Confirm the record resolves:

dig +short TXT _dmarc.example.com

Send a test message to an external mailbox (Gmail shows DMARC results in the message detail) and confirm a DMARC pass. The aggregate reports arriving at the rua address are the ongoing verification: they show which senders pass and which fail, per receiver.

Done

DMARC record published and resolving. Aggregate reports arriving and reviewed. Policy at the highest level (quarantine or reject) that the reports confirm does not catch legitimate mail. Test mail passes DMARC.

Rollback

Step the policy back down (reject to quarantine to none) in the TXT record if legitimate mail is being caught, while the failing source is identified and brought under SPF or DKIM. The record change takes effect as DNS propagates.

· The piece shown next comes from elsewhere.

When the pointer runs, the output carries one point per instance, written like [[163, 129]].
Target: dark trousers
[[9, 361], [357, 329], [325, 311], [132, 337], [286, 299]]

What DMARC still does not cover

A passing result means SPF or DKIM passed with alignment, not that the sender is honest. An attacker using the same email provider as the domain, or any authorised server, can sometimes satisfy alignment. And DMARC checks the From domain, not the display name: a message can pass while showing a trusted brand name to the reader. DMARC closes the domain-spoofing gap, not every impersonation. See the mail stack.

Follow-up

  • The rua reports are only useful when read. A dedicated mailbox or a report-parsing tool makes the data legible.

  • Revisit the policy when adding a new sending service; a new source not covered by SPF or DKIM will fail under p=reject.